Quindi, la CEDAW come strumento globale di antidiscriminazione include la violenza contro le donne come forma di discriminazione, mentre la Convenzione di Istanbul in quanto convenzione regionale a livello europeo, definisce esplicitamente la violenza contro le donne come una forma di discriminazione e di violazione dei diritti umani, contribuendo all’eliminazione totale di tutte le forme di discriminazione contro le donne esplicite ed implicite132.
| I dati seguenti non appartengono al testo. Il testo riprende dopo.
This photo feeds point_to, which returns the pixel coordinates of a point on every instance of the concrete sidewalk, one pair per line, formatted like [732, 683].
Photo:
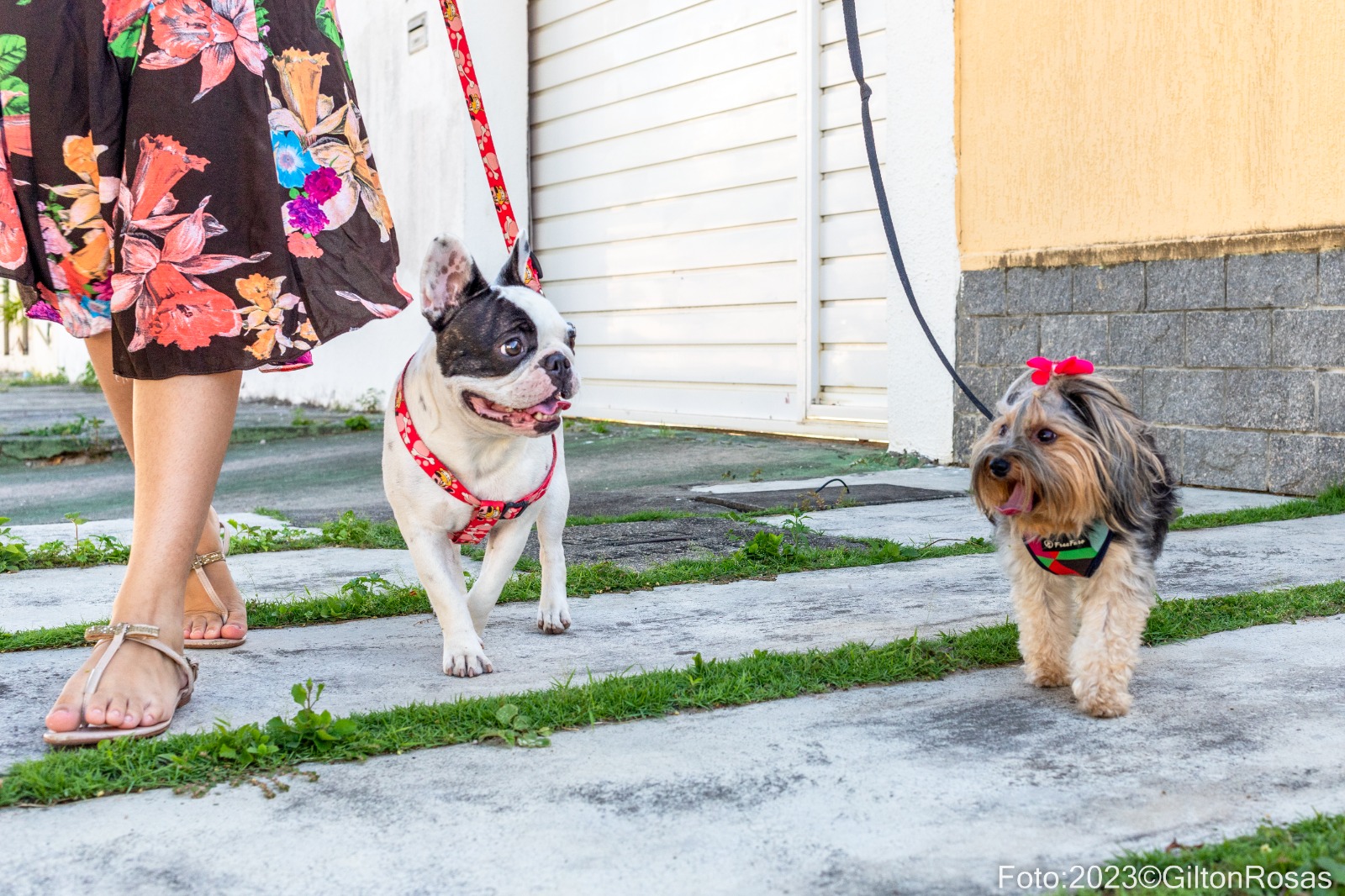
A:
[915, 788]
[387, 662]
Uno dei dilemmi maggiori concernenti la CEDAW, però, è l’elevato numero di riserve133 poste da numerosi Stati ratificanti, di natura religiosa o culturale, che rischiano di svuotare la Convenzione dalla realizzazione dei propri scopi, motivo per cui gli articoli 2 e 16 ricadono nella categoria delle ‘impermissible reservation’ cioè riserve che sono inammissibili134. Per questo infatti, successivamente, nella Dichiarazione di Vienna, nel programma d’azione del 1993, nella Dichiarazione di Pechino, nella piattaforma d’azione del 1995135 e il Comitato CEDAW sullo stato delle ratifiche e riserve, hanno sollecitato la progressiva diminuzione delle riserve, in modo da implementare integralmente il trattato136.